Can Dg*Ns <= 256KB be a general heurist? kernel config

Hi, (I wish NV employees could please kindly help on this question) (8800GTX)
kernel’s para <<<Dg, Db, Ns>>> is hard to config. Best way is to tune. But for a big system, we wish to avoid tuning. We need a principle to config, so that the performance is not far from best case, say, >80% of best performance.
On of my current experiences is that: Ns at least <8KB, at best <4KB.
For Dg, I have contravertial opinion:

A: “Given fixed Ns, Dg * Ns <=256KB is a safe& not bad principle to determine Dg (block num).” Say, given Ns = 4KB, Dg best at 64.

B: “I never meet crush with Dg * Ns > 256KB. Say, Dg.x= 256, Ns = 4KB.”

My questions:
1, is Dg > 256KB/Ns dangerous?
2, is Dg > 256KB/Ns pointless?
I tested that a big Dg won’t bring significant performance gain than if it’s set to be 256KB/Ns. I aslo tested that Dg doesn’t matter as long as it’s not too small (say, <32).
3, is Dg*Ns <=256KB a good heuristic?

Ns determines the amount of shared memory, and is entirely dependent on the algorithm you are using. Some algorithms require shared memory, some don’t. Most I’ve worked with have the shared memory size tied to the block size. I don’t think there is any general prescription that can tell you the “optimal” shared memory size for your algorithm.

You have Dg as the number of blocks if I understand correctly. Choosing this optimally is easy: the programming guide says that you need at least 100 blocks to be in an optimal performance region. 1000 if you want to scale to future devices. My performance tests agree with this. Execution time increases in a stair step fashion and there is a lot of overhead until Dg = 200 or so. After that, everything scales nearly perfectly linearly. There is no reason that I know of not to have a heuristic that forces Dg to be small.

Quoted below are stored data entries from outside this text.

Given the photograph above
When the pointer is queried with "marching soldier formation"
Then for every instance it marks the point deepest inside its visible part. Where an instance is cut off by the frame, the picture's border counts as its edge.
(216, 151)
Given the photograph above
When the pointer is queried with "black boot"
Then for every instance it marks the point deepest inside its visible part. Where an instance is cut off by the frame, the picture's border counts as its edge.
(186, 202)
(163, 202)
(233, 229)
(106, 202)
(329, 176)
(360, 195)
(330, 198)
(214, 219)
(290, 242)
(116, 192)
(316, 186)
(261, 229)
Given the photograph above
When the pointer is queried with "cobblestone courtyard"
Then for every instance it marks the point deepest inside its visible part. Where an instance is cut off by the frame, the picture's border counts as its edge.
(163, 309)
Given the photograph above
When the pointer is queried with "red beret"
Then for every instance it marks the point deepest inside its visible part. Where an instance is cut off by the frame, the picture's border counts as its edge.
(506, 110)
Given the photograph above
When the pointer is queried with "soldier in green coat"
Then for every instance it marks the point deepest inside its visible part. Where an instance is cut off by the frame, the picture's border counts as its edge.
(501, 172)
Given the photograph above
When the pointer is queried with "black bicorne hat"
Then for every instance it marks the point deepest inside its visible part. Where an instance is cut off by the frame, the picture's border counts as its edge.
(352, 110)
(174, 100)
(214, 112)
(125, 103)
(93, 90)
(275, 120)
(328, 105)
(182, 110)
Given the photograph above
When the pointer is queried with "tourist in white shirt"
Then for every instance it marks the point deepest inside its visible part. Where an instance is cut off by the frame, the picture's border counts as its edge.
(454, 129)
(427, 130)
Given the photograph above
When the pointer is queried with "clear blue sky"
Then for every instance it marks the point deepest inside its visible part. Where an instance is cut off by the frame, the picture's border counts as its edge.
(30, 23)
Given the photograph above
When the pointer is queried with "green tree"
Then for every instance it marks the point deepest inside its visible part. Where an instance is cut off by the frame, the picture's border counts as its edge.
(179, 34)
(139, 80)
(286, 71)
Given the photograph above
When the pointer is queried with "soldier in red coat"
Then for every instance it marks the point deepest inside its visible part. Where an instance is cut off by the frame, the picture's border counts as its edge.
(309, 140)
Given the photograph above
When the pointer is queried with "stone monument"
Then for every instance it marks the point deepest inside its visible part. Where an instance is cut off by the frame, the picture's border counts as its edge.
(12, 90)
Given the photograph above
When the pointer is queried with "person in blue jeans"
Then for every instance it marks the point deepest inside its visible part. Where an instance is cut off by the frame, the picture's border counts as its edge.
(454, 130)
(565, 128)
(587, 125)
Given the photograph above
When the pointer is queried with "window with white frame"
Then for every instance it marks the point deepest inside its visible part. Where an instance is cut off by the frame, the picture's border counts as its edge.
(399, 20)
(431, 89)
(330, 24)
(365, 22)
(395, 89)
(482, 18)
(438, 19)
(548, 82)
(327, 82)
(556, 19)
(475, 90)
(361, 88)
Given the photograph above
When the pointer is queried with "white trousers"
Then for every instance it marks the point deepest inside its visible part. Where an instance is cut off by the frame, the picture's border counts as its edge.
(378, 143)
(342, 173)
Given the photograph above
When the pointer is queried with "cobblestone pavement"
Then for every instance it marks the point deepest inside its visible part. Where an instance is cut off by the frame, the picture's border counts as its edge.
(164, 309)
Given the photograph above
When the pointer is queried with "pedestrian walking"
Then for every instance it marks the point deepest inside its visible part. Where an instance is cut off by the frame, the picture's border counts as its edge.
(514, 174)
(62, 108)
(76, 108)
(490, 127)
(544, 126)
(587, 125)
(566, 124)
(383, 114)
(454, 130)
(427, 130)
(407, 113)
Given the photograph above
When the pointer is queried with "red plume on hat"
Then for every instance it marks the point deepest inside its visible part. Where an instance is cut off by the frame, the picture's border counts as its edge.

The block size, Db, is a much more complicated beast and I doubt there can be any general formula to find the optimal value. The block size needs to balance memory access patterns, memory read after write dependencies, warp occupancy, and a host of other issues, all working together in a non-trivial way. Figuring out the optimal value would require nothing less than a full fledged device simulator… Which we all of course already have, the GPU itself! I determine Db by writing kernels which adapt to their block size, then benchmarking the code on test cases at all possible block sizes. Hopefully the optimal block size obtained from these tests will remain optimal under real-world conditions.

Of course, not all algorithms can be written to have an adaptable block size, so sometimes you are just stuck with it. If such an algorithm is performing poorly (as measured by the sustained memory throughput and/or GFLOPs), then maybe it is time to look for a new algorithm.